The Commission has proposed the first-ever energy label for TVs and updated labelling for refrigerators, freezers, dishwashers and washing machines to reflect technical improvements.
Labelling help consumers choose household products that save energy – and therefore money – while providing industry with incentives to develop and invest in energy-efficient product design.
TVs represent a tenth of the average household electricity bill and this will be the first time manufacturers have to display their energy efficiency using an A-to-G scale pioneered for white goods a decade ago. If the proposals are adopted in 2011 after getting the go-ahead from EU Member States and the European Parliament, TV labelling will start in 2012, with new efficiency classes A+, A++ and A+++ added in 2014, 2017 and 2020 respectively. Manufacturers could voluntarily use these classes earlier if their products comply, but the Commission believes industry will start with an average rating of ‘C’.

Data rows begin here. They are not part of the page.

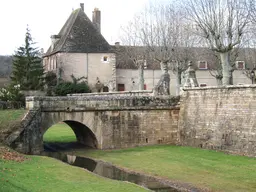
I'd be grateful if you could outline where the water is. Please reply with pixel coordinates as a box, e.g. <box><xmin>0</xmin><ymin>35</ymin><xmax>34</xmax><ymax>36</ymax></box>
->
<box><xmin>42</xmin><ymin>152</ymin><xmax>180</xmax><ymax>192</ymax></box>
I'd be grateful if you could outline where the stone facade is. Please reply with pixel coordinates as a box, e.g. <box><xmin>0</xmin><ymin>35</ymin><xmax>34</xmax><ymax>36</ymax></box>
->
<box><xmin>178</xmin><ymin>85</ymin><xmax>256</xmax><ymax>156</ymax></box>
<box><xmin>43</xmin><ymin>53</ymin><xmax>116</xmax><ymax>89</ymax></box>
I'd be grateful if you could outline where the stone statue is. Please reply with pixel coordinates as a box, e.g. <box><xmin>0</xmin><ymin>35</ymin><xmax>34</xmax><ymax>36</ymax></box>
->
<box><xmin>183</xmin><ymin>61</ymin><xmax>198</xmax><ymax>87</ymax></box>
<box><xmin>154</xmin><ymin>61</ymin><xmax>170</xmax><ymax>95</ymax></box>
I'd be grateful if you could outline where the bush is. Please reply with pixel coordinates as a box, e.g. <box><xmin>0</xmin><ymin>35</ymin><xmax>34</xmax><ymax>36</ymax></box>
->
<box><xmin>54</xmin><ymin>82</ymin><xmax>90</xmax><ymax>96</ymax></box>
<box><xmin>0</xmin><ymin>85</ymin><xmax>25</xmax><ymax>108</ymax></box>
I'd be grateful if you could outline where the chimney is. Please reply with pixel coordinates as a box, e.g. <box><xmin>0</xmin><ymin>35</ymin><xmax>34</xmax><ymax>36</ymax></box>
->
<box><xmin>51</xmin><ymin>35</ymin><xmax>60</xmax><ymax>50</ymax></box>
<box><xmin>92</xmin><ymin>8</ymin><xmax>101</xmax><ymax>32</ymax></box>
<box><xmin>115</xmin><ymin>42</ymin><xmax>120</xmax><ymax>47</ymax></box>
<box><xmin>80</xmin><ymin>3</ymin><xmax>84</xmax><ymax>12</ymax></box>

The TV proposal comes after MEPs rejected a previous idea in 2009 that would have used a different format to identify top-performing products, namely ‘A-20%’ for example, to indicate a product that is 20% more efficient than an ‘A’ product. MEPs and consumer groups felt this would confuse customers.
For refrigerators, freezers, dishwashers and washing machines, the problem has been that existing labels are out of date. Around 90% of such appliances sold in the EU today are class ‘A’ as a result of technological improvements triggered by labelling. Yet new technologies exist that could halve energy consumption of a class A product. New A+, A++ and A+++ categories are therefore being introduced for these products. A+++ is close to the limit of what is technologically possible today.

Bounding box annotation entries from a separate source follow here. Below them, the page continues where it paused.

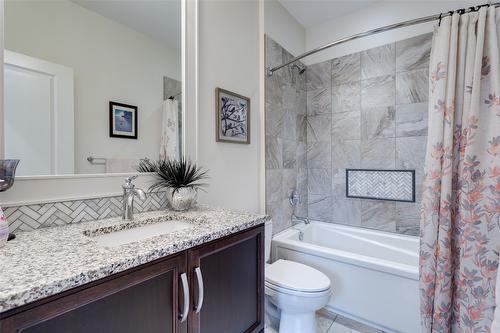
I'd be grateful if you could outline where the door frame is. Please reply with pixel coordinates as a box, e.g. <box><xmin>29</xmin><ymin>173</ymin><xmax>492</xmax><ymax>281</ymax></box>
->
<box><xmin>4</xmin><ymin>50</ymin><xmax>75</xmax><ymax>175</ymax></box>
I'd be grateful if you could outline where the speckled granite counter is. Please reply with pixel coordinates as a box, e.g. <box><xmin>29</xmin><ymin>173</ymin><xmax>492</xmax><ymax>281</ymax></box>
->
<box><xmin>0</xmin><ymin>206</ymin><xmax>268</xmax><ymax>312</ymax></box>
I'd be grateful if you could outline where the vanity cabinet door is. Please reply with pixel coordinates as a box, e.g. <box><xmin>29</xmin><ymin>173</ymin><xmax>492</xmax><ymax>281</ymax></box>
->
<box><xmin>0</xmin><ymin>254</ymin><xmax>187</xmax><ymax>333</ymax></box>
<box><xmin>188</xmin><ymin>226</ymin><xmax>264</xmax><ymax>333</ymax></box>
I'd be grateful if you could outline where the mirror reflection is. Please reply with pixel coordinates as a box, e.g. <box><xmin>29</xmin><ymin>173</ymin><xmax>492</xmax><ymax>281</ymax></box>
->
<box><xmin>3</xmin><ymin>0</ymin><xmax>182</xmax><ymax>176</ymax></box>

Actual savings depend on the product. An A+++ refrigerator will on average consume 60% less electricity than an A-class refrigerator, while the saving for a dishwasher or washing machine will be about half that.
Together, the household products covered by the proposals account for a third of households electricity bills and so represent a significant potential energy saving if approved and implemented.
White-goods industry association CECED has repeatedly argued however that supply-side improvements are only half the answer to greater European energy savings; financial incentives are needed to encourage consumers to buy these more efficient products. Their higher upfront cost can put people off even if they are told they can cut energy bills over the long-term, it says.
Energy labels, like eco-design requirements, are mandatory for EU products. In contrast, eco-labels are voluntary markers of the most environmentally friendly products in a sector.